Qu’en est-il de la pratique du patois aujourd’hui ?

A. Lagger: Il est bien sûr en perte de vitesse, mais on observe actuellement un léger frémissement lié à la pratique, en particulier chez des jeunes intéressés à la mise en valeur du patrimoine valaisan sous toutes ses formes. C’est encourageant. Mais il faudrait aller plus loin, comme dans certaines régions européennes ou des dialectes sont enseignés à l’école. Je pense à la Bretagne ou au Pays basque.

Concernant le projet de signalétique en cours, pourquoi avoir choisi les cours d’eau?

A. Lagger: C’est sans doute une manière efficace d’attirer l’attention sur des lieux où les panneaux ne sont pas nombreux, contrairement à ce que l’on peut observer parfois à l’entrée des villages. De plus, l’eau joue un rôle important en Valais. Le Rhône, les rivières, les torrents et les bisses: il s’agit du patrimoine naturel de notre canton. Il est donc intéressant de connaître les noms «originels» de ces cours d’eau.

Pouvez-vous donner quelques exemples?

Nous avons compté près d’une cinquantaine de cours d’eau ou autres torrents pouvant être signalés par les panneaux en question. Des exemples: le bisse de Lens, c’est en patois le Bis dès la Riouta, le torrent du Petit-Ollon, c’est le torrèin dou Pètch’Oulôn, ou encore le torrent de Valençon qui n’est autre que le torrèin de Valansôn… Les deux écritures apparaîtront donc clairement sur les panneaux.

Visiblement, la mise en œuvre de ce projet a pris beaucoup de temps…

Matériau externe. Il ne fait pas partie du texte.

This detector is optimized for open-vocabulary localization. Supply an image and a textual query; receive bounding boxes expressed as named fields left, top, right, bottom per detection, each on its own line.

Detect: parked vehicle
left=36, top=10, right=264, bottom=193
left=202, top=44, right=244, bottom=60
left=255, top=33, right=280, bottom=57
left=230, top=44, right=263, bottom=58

J. Robyr: Ça n’a pas été une mince affaire! Il a fallu faire valider la liste des noms en patois par des patoisants, décrypter les cadastres (les lieux-dits sont indiqués en patois), identifier les cours d’eau, obtenir les autorisations des services cantonaux concernés, monter les dossiers techniques, faire valider le plan par le Conseil communal, se rendre sur place pour choisir les endroits précis permettant l’installation des panneaux. Le projet sera finalement mis à l’enquête par la Fondation du patois.

 

Prèzen è tsantèn lo patouè por pâ l’ôblyâ ! 

Parlons et chantons le Patois pour ne pas l’oublier !

       

 

 

Propos recueillis par Hubert Gay-Couttet

André Lagger est né en 1945. Il a été membre du Conseil du Patois valaisan de 2008 à 2014. Il anime la revue «L’ami du Patois» depuis 2006 et dispense des cours de patois à l’Unipop de Crans-Montana/Noble et Louable-Contrées depuis 2003. Il a publié différents ouvrages en liaison avec le Patois et a été récompensé à plusieurs reprises.

Jérémy Robyr est né en 1942 à Montana. Ingénieur de formation, il a été président de cette commune de 1980 à 1996 et a été le premier président de Valais Tourisme en 1996. Il est un inconditionnel défenseur du patois.